The ICIJ, the self-described international consortium of investigative journalists, claims that it practises a form of ‘watchdog journalism, focusing on issues that do not stop at national frontiers: cross-border crime, corruption and the accountability of power’. Previous ICIJ investigations that centred on such topics include ‘Luxembourg leaks: global companies’ secrets exposed’, released on 9 December 2014, and ‘Offshore; secrecy for sale: inside the global offshore money maze’, started on 25 November 2012, amongst others. According to the consortium’s ‘about us’ page, the ICIJ’s aims are ‘to bring journalists from different countries together in teams – eliminating rivalry and promoting collaboration […] to be the world’s best cross-border investigative team’ and ‘to report, edit and produce ground-breaking multimedia reports that adhere to the highest standards of fairness and accuracy’.

What is sure is that the revelations have sent ripples through the banking and political worlds, not only in Switzerland but also abroad because of the global reach of HSBC’s activities – the group, whose headquarters are in London, has offices in 74 countries and some 52 million customers (source: HSBC). These ripples might turn into a fully-fledged political storm in many countries because the leaks revealed that several former or even current members of the political establishment of several countries had for the period under investigation one or several accounts at HSBC Private Bank. The ICIJ also discloses that political donors had bank accounts at HSBC’s Swiss private bank (its website gives several names) and even alleges thatHSBC Private Bank (Suisse) continued to offer services to clients who had been unfavourably named by the United Nations, in court documents and in the media as connected to arms trafficking, blood diamonds and bribery’ (it cites names and cases). For the UK, there is the possibility of a severe political fallout for the present resident at 10 Downing Street ahead of May’s general election. In its timeline of what it calls the HSBC files, The Guardian mentions the following series of events:

  • July 2010: The Financial Times reports that HSBC had asked the French courts to prevent the country’s tax authority handing files to HMRC [Her Majesty’s Revenue & Customs].

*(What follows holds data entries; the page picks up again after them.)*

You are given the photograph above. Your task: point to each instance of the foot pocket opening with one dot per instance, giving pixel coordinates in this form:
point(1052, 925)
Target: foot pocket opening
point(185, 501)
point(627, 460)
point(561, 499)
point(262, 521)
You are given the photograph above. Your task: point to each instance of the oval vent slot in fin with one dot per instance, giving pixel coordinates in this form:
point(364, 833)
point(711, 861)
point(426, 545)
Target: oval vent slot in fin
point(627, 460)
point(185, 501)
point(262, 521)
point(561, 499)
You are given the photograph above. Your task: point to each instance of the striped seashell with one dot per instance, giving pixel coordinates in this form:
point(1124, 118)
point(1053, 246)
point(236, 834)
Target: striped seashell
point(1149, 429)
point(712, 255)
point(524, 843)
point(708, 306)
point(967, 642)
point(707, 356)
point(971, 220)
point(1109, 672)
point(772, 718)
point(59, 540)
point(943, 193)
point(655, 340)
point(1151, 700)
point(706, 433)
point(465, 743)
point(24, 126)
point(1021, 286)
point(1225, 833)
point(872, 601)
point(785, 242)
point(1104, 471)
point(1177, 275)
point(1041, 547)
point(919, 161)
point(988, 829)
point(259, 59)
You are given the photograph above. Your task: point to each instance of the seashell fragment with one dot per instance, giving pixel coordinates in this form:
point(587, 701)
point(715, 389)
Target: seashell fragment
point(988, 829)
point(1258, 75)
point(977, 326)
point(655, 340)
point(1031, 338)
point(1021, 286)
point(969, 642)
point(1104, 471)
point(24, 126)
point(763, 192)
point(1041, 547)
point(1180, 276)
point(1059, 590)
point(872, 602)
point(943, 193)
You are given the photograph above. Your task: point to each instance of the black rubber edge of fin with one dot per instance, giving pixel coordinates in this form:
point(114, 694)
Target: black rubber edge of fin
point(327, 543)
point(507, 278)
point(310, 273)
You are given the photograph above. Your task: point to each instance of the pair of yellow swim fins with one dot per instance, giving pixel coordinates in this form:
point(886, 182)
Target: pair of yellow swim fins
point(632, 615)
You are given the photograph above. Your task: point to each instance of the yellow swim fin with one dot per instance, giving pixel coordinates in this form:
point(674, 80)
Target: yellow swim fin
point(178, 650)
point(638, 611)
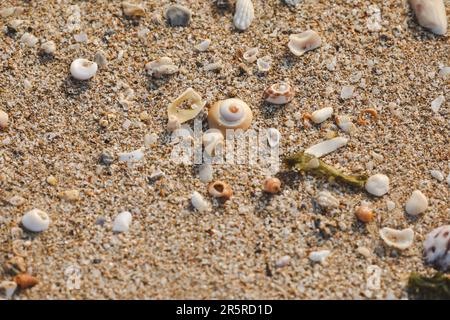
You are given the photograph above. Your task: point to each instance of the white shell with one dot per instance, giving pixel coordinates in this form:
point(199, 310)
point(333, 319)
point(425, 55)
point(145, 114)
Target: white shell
point(436, 248)
point(136, 155)
point(83, 69)
point(36, 220)
point(122, 222)
point(244, 14)
point(400, 239)
point(417, 203)
point(378, 185)
point(319, 256)
point(304, 42)
point(431, 15)
point(273, 137)
point(199, 202)
point(326, 147)
point(321, 115)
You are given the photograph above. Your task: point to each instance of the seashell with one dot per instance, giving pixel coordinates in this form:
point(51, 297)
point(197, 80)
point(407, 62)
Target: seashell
point(272, 185)
point(303, 42)
point(244, 14)
point(345, 123)
point(417, 203)
point(431, 15)
point(321, 115)
point(132, 10)
point(220, 189)
point(326, 200)
point(199, 202)
point(122, 222)
point(251, 55)
point(212, 139)
point(49, 47)
point(230, 114)
point(364, 214)
point(203, 46)
point(279, 93)
point(264, 64)
point(186, 107)
point(161, 67)
point(4, 119)
point(436, 248)
point(83, 69)
point(378, 185)
point(400, 239)
point(178, 15)
point(25, 280)
point(326, 147)
point(133, 156)
point(319, 256)
point(36, 220)
point(273, 137)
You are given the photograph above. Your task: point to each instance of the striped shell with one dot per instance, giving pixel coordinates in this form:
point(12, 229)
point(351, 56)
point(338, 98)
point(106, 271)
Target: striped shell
point(244, 14)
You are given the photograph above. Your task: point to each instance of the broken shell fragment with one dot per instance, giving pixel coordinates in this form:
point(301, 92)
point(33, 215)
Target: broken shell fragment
point(184, 108)
point(431, 15)
point(230, 114)
point(378, 185)
point(321, 115)
point(417, 203)
point(244, 14)
point(436, 248)
point(83, 69)
point(220, 189)
point(303, 42)
point(161, 67)
point(326, 147)
point(279, 93)
point(36, 220)
point(400, 239)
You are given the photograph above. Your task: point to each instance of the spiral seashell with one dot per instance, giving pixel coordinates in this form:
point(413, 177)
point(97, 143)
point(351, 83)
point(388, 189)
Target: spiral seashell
point(244, 14)
point(83, 69)
point(230, 114)
point(303, 42)
point(279, 93)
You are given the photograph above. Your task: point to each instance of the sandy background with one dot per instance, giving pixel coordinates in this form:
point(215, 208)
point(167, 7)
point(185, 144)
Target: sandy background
point(172, 251)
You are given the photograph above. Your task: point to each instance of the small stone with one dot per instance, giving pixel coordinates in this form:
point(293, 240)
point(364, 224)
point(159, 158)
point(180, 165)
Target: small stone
point(178, 15)
point(417, 203)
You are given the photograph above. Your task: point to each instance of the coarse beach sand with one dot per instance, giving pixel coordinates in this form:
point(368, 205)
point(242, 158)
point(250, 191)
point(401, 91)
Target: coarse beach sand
point(59, 127)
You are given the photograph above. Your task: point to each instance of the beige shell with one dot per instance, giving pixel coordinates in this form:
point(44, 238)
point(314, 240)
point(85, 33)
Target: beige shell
point(400, 239)
point(193, 102)
point(279, 93)
point(303, 42)
point(230, 114)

  • August 2010: The prime minister, David Cameron, meets with HSBC chairman Stephen Green ‘to discuss economic issues’.

  • September 2010: Cameron meets Green a second time ‘to discuss economic issues’. The government announces Green is to be appointed as trade minister. The business secretary, Vince Cable, says: ‘In Stephen we will be appointing a minister with a long career as a leading international banker, one of the few to emerge with credit from the recent financial crisis, and somebody who has set out a powerful philosophy for ethical business.’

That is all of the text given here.